Rejouer coûte que coûte : dans les semaines qui ont suivi les inondations, les clubs de la région de Valence se sont organisés pour permettre à leurs jeunes licenciés de continuer l’entraînement. Un élan collectif fondé sur l’entraide entre professionnels et amateurs. 

En bordure de Sedaví, petite ville au sud de Valence, la nuit tombe. Un bus rouge stationne devant la vitrine d’un commerce fermé. Par petits groupes, les adolescents de l’Atlético Sedaví affluent. Sac à dos noir floqué de leur prénom, ils montent dans le bus. Direction : le centre d’entraînement du Valencia CF, le grand club de football de la ville, qui évolue en première division du championnat espagnol. 

Le stade de Sedaví a été totalement détruit par les inondations en octobre dernier. « La première fois qu’on a vu les dégâts, ça nous a rendu très malheureuses », déplore Dori, joueuse de l’équipe infantil – les 12 / 13 ans. Bagues aux dents, longs cheveux noirs plaqués et coiffés en queue de cheval, elle prend place dans le bus aux côtés de ses coéquipières. 

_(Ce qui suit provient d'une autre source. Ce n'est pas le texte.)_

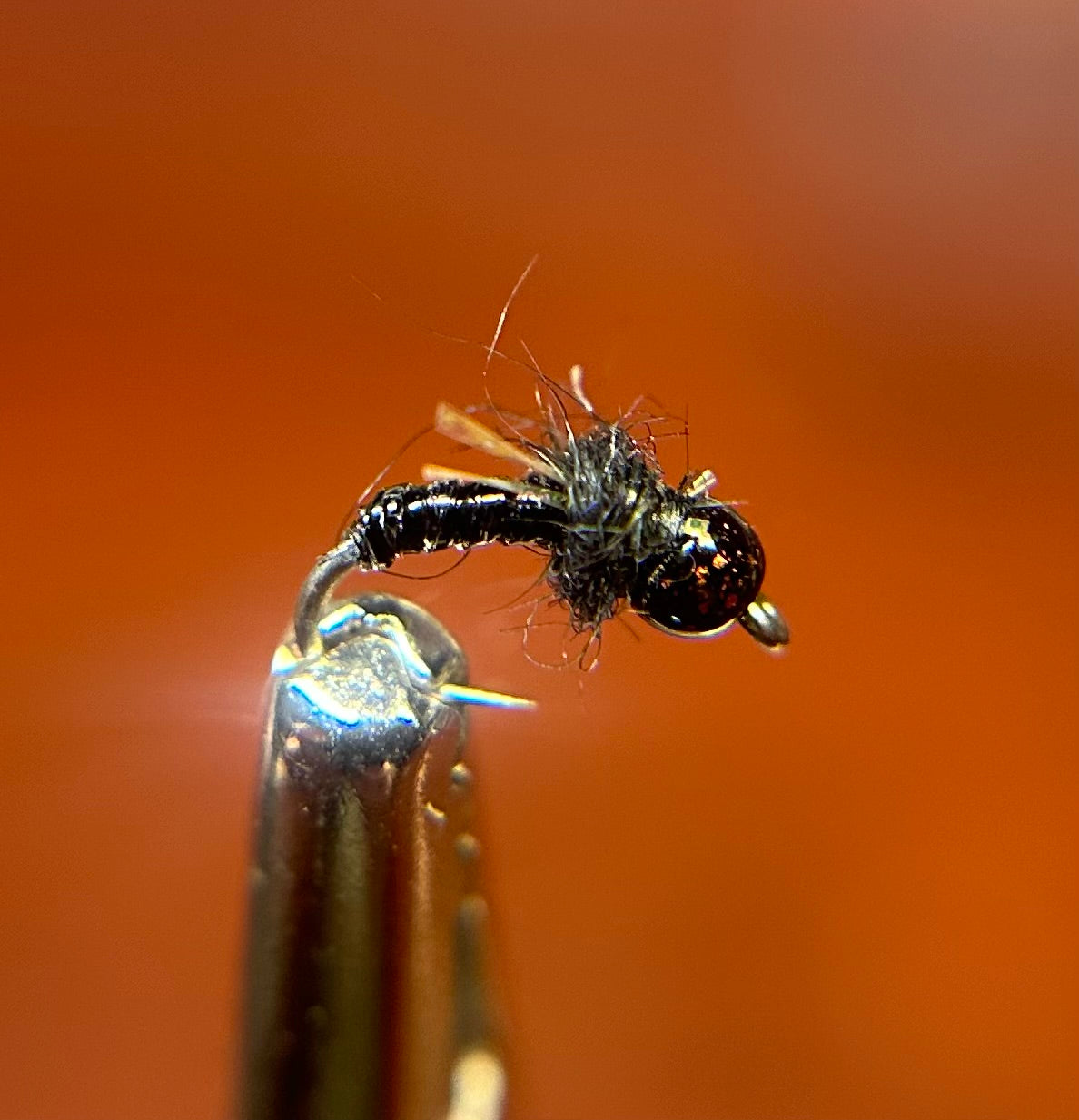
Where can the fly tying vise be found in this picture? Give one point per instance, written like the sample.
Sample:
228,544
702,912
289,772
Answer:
618,535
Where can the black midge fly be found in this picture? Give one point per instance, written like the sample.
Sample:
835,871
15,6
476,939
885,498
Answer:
595,499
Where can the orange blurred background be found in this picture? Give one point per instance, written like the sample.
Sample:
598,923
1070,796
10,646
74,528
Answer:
835,885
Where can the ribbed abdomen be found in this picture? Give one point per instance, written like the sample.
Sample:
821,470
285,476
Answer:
450,514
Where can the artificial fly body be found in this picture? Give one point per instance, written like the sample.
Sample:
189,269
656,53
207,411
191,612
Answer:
593,498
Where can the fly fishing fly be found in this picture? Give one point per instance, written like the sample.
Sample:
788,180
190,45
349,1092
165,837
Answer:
592,495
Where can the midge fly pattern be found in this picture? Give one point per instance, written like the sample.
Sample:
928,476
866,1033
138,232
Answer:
593,498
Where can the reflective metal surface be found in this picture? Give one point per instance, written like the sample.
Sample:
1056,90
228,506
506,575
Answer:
366,994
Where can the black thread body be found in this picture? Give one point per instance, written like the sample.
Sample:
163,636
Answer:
448,514
616,533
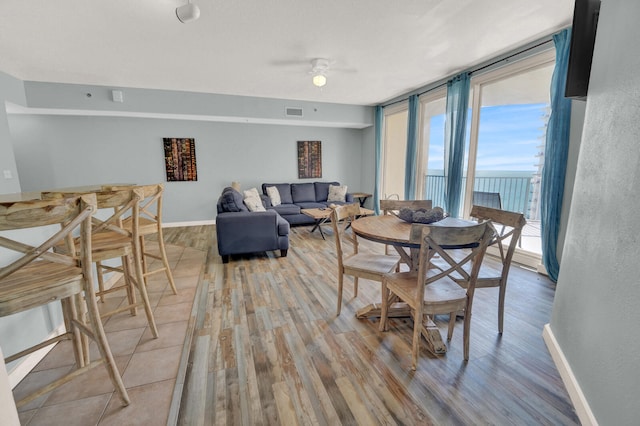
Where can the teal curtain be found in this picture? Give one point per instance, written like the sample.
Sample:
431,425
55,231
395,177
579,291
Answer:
555,157
454,133
412,150
378,141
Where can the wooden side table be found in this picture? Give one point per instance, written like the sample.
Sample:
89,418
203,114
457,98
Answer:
361,196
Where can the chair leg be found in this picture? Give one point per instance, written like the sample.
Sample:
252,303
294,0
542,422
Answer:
417,335
384,311
355,286
142,288
165,261
100,281
501,296
129,283
69,313
105,351
466,333
452,324
340,279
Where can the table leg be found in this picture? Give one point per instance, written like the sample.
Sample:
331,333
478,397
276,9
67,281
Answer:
429,329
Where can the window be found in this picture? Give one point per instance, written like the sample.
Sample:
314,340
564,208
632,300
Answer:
506,150
394,151
509,108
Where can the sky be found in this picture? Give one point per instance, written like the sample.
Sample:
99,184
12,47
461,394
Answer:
509,138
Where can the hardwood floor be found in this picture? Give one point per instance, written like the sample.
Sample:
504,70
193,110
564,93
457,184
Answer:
268,349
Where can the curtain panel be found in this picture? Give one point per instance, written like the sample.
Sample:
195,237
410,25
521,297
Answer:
555,157
378,153
454,133
411,162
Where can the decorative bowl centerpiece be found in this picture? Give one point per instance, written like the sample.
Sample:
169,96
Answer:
421,215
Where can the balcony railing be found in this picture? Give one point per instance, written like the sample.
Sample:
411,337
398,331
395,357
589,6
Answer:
516,192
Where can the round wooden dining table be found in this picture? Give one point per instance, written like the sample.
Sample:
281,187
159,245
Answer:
391,230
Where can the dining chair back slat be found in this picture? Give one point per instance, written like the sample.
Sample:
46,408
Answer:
350,260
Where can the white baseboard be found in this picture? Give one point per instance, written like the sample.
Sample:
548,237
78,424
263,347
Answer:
29,362
580,403
196,223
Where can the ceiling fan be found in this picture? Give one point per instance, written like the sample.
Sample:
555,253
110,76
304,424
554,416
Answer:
319,68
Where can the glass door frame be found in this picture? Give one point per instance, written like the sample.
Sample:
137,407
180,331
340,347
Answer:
397,108
477,82
423,145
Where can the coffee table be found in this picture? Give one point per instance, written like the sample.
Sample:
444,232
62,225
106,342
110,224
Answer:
321,215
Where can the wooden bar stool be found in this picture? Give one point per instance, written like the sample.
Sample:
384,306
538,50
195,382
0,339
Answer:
111,240
40,276
150,223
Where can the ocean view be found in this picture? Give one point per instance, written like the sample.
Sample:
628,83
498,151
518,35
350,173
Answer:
516,188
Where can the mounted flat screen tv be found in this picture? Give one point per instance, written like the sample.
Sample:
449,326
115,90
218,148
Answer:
583,37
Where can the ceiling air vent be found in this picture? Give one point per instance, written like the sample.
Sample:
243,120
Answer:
293,112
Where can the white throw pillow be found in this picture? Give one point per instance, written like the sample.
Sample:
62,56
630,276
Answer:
251,193
337,193
254,204
274,195
253,201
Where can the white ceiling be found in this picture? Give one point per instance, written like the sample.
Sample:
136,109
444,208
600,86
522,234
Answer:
380,49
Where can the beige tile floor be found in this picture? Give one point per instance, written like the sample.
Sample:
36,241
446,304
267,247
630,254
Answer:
149,367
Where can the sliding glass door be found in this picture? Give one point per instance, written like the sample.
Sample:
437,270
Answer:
394,151
510,108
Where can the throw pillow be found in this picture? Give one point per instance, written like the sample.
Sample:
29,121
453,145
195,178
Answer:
231,201
337,193
253,192
254,204
253,201
274,195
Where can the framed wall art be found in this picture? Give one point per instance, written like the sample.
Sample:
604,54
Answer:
180,159
309,159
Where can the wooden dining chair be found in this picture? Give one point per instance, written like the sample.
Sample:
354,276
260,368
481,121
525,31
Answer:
504,242
38,276
352,262
150,223
430,291
394,206
111,240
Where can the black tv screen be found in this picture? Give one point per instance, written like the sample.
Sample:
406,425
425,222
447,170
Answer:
583,37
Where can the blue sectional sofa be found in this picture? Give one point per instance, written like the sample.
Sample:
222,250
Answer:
298,196
240,231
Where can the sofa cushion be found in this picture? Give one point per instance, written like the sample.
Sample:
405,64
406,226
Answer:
303,192
284,189
231,201
322,189
254,204
337,193
253,201
274,195
283,226
312,205
287,209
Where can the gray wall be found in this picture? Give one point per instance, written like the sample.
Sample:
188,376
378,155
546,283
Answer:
62,151
44,150
11,90
595,313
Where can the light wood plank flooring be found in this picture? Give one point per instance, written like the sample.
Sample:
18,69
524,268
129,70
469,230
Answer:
256,341
269,349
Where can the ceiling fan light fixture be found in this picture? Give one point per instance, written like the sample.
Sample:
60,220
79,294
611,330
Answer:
187,13
319,80
319,68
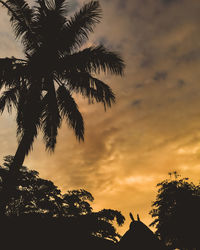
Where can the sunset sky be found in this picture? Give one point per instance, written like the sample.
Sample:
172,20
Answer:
153,128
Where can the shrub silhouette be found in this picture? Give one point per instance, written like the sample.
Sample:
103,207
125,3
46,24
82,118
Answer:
37,204
176,212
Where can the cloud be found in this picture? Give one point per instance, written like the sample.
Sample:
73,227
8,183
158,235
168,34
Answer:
128,150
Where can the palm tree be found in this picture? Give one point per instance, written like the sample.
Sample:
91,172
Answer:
40,86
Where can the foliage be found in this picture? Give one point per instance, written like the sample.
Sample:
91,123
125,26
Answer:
176,212
41,86
36,196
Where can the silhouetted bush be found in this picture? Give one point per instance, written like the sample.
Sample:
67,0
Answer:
34,197
177,213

Chaque mercredi soir depuis le mois de décembre, les jeunes licenciées font une heure de route aller-retour pour s’entraîner. Sedaví est située au sud de Valence, le centre d’entraînement du Valencia CF, au nord-ouest. La plupart des adolescentes ne seront pas couchées avant minuit, alors qu’elles doivent se réveiller à 7 heures le lendemain pour aller au collège. La gardienne de l’équipe, Gala, a trouvé la parade pour optimiser son temps : « Je dîne dans le bus au retour. Quand j’arrive chez moi, j’ai juste à aller me doucher. »

Des joueuses de l’équipe infantil (12 / 13 ans), de l’Atlético Sedaví lors de leur entraînement sur le terrain du Valence CF, le 12 février 2025. © Ambre Michon / Reportierra.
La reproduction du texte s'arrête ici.